今後の活動


1) 活動方針(平成28年度)
  1. 生活の自立向上、教育環境・人材育成・医療保健及び農水産業等の改善、技術普及、自然環境保全等の海外支援活動を行う。
  2. 上記の目的で活動する他の諸団体との協力を推進する。
  3. 公的支援および有償業務受託に努める。
  4. 収益事業への取組み、募金推進等を通じ財政基盤の強化を図る。
  5. ワークショップ、講演会、シンポジウムの実施、スタディ・ツアーを実施する。
  6. パンフレット類の改訂・新規作成、ホームページの拡充、広報活動を強化する。
  7. 理事等の役割分担を明確にし、事務局機能を強化する。
2)事業計画
  1. 北部タイ(チェンマイ県・チェンライ県)コーヒー農家支援事業

  2. 北部タイにおける深刻な旱魃で、コーヒー・お茶等の栽培を増やす必要があり、 2016年度は農民の希望で新たに茶の栽培、堆肥作りについての研修等の支援を行う。
    又、引き続き、コーヒー苗木、有機肥料や木酢液などの支給も実施する。
    コーヒーは、今後ますます需要が見込まれ、品質改善と生産量の増大による国際競争力を向上させ、Rungarun Family Coffee の拡販につなげる様に支援して行く。

  3. モンゴル理科教育機材事業
  4. 外務省の日本NGO連携無償資金協力を得てモンゴル国・中等理科教育において理科実験・実習教材の開発と普及を図る。

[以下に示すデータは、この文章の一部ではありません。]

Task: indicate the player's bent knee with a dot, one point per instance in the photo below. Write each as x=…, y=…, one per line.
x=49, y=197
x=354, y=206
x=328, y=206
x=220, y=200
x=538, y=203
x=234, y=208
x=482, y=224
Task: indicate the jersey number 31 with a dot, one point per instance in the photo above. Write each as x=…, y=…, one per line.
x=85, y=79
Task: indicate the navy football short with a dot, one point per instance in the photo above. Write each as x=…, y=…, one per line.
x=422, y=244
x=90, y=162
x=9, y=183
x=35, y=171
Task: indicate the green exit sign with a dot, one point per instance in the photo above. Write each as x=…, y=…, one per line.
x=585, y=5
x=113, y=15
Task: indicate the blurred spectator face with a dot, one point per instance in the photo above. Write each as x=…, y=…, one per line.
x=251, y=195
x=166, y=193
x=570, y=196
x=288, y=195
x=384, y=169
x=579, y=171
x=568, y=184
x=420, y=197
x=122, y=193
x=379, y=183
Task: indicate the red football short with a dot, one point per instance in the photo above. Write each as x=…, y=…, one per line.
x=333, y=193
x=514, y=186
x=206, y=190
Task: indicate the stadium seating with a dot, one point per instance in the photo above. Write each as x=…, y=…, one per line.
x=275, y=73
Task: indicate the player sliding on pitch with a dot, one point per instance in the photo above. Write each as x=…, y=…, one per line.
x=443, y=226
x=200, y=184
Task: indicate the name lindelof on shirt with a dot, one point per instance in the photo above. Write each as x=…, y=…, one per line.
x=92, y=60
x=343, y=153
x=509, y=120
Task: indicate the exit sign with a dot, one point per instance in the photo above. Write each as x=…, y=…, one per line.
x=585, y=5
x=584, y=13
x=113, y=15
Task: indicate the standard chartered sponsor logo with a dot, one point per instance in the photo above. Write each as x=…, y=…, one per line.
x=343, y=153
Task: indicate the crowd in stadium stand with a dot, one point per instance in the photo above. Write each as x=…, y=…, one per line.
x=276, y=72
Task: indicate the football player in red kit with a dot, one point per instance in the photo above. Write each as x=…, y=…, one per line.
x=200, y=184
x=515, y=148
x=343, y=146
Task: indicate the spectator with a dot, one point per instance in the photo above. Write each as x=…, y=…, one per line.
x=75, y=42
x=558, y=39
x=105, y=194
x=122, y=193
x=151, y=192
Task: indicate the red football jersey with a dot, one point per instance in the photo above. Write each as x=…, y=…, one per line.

モンゴル国は、長年知識偏重の教育が行われたために、実践的な人材の育成が置き去りになり、教育と産業界の人材ニーズのミスマッチが生じ経済発展の阻害要因ともなっている。理科教育の質を高めるために観察や実験・実証、体験などの実践的な教育が重要であり、そのために必要となる実験器具、教材開発を行う。
    本事業は、3年間の計画で、開発教材を前・後期に分け、21種(品目)を選定。モンゴル国立教育大学(Mongolian National University of Education=MNUE) に2016年初めに設置された「ものづくりセンター」を拠点に理科機材の製作を指導し、自主開発が出来る様に支援する。その後民間企業と協力しながら全国の中等学校768校向けに量産化を図って行く。そのために必要となる専門家を日本から派遣する。

    事業内容の概要は以下の通りである。

    (1)理科教材開発専門家の派遣による開発指導、技術移転
    (2)理科教材設計・試作に必要な資機材の提供
    (3)開発教材の共同製作
    (4)現場理科教員、教職希望の学生対象のワークショップの開催
    (5)現地スタッフの本邦招聘
    (6)試作品の先行配布
    (7)応用分野、利用分野、高度分野の教材開発を開始
    (8)開発教材製作の民間移管による国産化
    (9)全国の中等学校へ普及

  5. 海藻養殖事業を基盤とする零細漁村の女性による自然環境に優しい保健衛生を考慮した新生活スタイル構築プログラム(第1期)
  6. 海洋国家構築を優先課題とするインドネシアでは、従来、漁民は伝統的に冷遇されてきたが、新大統領は漁民の地位向上を目指している。外務省の日本NGO連携無償資金協力得て、「零細漁民のための持続可能な生活向上プログラム(第3期)」を実施し、感染病への対応に成功し養殖事業の継続が可能となった。
    しかし、漁民が置かれている生活環境や保健衛生に関する知識の低さが、深刻な環境問題を引き起こしている。そこで、今年度は、ドンプ県ケンプ郡トロカロ村並びにソロ村の女性グループを組織し、キリンサイ養殖と自然環境・保健衛生に関する意識改革、さらに生活の質的向上を目指す融合プログラムを展開させることとした。12ヶ月サイクルでキリンサイを生産すると共に、漁民の健康維持、促進に繋がるキリンサイの新活用の可能性を探り、付加価値を付けた加工生産と漁民の組織化を目指す。新たな収入源の創出と共に、海洋国家構築に向けた零細漁民への新しい生活スタイルを提示するパイロット・プランとする。

  7. ミャンマー・プロジェクト
  8. 2015年11月の総選挙の結果、国民民主連盟(NLD)が大勝し、歴史的な政権交代が実現した。しかしながら、新政権下でも軍のパワーは保持されており、しばらくは不安定な状況が続くものと予想される。 従って、ミャンマーの社会・経済が安定した状況でも生活環境が急速に改善されることは期待しがたく、アセアン諸国の中でも一人当たり国民所得が最も低い状態が続くものと考えられる。このため我々NGOとして医療保健、教育・人材支援、農村開発、少数民族支援等での貢献が出来ないか、その可能性を探って行くものとする。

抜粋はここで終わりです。